Examples of reasons we may terminate treatment include: If we suspect prescription medication abuse or undisclosed substance abuse; If a prescription drug contract is violated at any time during your treatment; If we believe that our services are no longer beneficial to you; If we believe that you would be better served by a higher level of care or by a different provider; If there is a pattern of frequent cancellations or 2 or more no-shows; if you cancel or miss an appointment and do not reschedule within 30 days of the missed appointment; if we deem interpersonal dynamics are not conducive to a therapeutic relationship; If you or a family member are hostile or aggressive towards providers, support staff, or other clients. We will do our best to provide you with a discharge letter upon discharge, along with a 30 day supply of medications and a list of providers.

– We are allowed to send unencrypted emails if you are advised of the risk and still request that form of transmission.

– While our providers may share an office with other mental health professionals, our providers are in no part associated with the other licensed professionals besides ourselves. Our records are kept secure and separate from theirs. Only our providers operating in our office suite will have access to your records without your written consent. We are fully responsible for the services we provide you. If you do see one of our office-mates for psychotherapy, or if we refer you to another community therapist/psychologist, we may find it helpful to collaborate and coordinate your care, and this will require your written consent. Any clinician to whom we refer you will be responsible for the care they provide to you.

– We are allowed to tell you about a third-party product or service without your written authorization when: we receive no compensation for that product or service, our communication with you is face to face or via tele health, it involves general health promotion, and/or it involves government or government-sponsored programs.

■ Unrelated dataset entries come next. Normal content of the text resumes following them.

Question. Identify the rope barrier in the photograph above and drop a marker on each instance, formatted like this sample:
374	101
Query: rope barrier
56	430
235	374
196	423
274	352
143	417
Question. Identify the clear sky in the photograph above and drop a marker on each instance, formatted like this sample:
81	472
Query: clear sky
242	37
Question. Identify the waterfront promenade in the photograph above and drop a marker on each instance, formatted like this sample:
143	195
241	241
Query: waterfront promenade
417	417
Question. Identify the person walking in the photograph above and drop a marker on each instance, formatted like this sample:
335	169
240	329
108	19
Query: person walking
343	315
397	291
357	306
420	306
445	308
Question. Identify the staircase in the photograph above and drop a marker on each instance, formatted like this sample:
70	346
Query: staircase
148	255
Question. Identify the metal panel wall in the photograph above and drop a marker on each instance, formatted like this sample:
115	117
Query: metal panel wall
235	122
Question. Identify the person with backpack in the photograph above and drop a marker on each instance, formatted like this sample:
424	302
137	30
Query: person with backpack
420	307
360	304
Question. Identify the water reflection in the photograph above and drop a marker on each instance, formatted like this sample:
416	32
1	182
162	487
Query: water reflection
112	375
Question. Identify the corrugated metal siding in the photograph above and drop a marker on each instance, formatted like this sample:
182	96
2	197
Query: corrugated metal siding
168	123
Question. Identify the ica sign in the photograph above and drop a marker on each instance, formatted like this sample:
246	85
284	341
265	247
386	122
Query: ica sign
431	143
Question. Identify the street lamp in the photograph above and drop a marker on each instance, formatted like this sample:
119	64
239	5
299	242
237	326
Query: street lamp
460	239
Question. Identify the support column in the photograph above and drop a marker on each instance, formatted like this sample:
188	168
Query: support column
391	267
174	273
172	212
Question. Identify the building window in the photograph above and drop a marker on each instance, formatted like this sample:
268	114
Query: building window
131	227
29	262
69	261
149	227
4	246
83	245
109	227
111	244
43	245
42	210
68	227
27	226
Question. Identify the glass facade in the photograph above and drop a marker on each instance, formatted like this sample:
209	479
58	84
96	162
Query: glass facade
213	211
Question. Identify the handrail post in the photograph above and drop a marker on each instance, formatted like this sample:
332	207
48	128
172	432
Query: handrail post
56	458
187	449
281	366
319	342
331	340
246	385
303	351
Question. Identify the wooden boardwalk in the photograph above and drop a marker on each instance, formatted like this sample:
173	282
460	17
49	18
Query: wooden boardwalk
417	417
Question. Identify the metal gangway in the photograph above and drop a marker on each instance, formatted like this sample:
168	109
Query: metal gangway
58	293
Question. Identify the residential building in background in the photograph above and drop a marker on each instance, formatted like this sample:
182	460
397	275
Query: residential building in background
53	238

– If we revise my policies and practices (indicated in the HIPAA Notice), we will provide current clients with a revised notice, at their request, in person, or by mail to their home address. We reserve the right to amend this Notice of Privacy Practices at any time in the future.  Until such amendment is made, we are required by law to comply with this Notice of Privacy Practices.  After an amendment is made, the revised Notice of Privacy Practices will apply to all protected health information that we maintain, regardless of when it was created or received.  We will keep a copy of the current Notice of Privacy Practices posted in our reception area.  We will also post the current Notice of Privacy Practices on our website. All new clients receive a copy during their first session.

Questions and Complaints

If you have questions about this notice, disagree with a decision we make about access to your records, or have other concerns about your privacy rights, you may contact Nu Leaf Mental Health Group at (562) 541-8950. Complaints about this Notice of Privacy Practices or how this medical practice handles your health information should be directed to our Privacy Officer listed at the top of this Notice of Privacy Practices.  You will not be penalized for filing a complaint. If you are not satisfied with the manner, you may submit a formal complaint to Department of Health and Human Services at 200 Independence Ave, S.W. Washington, DC 20201.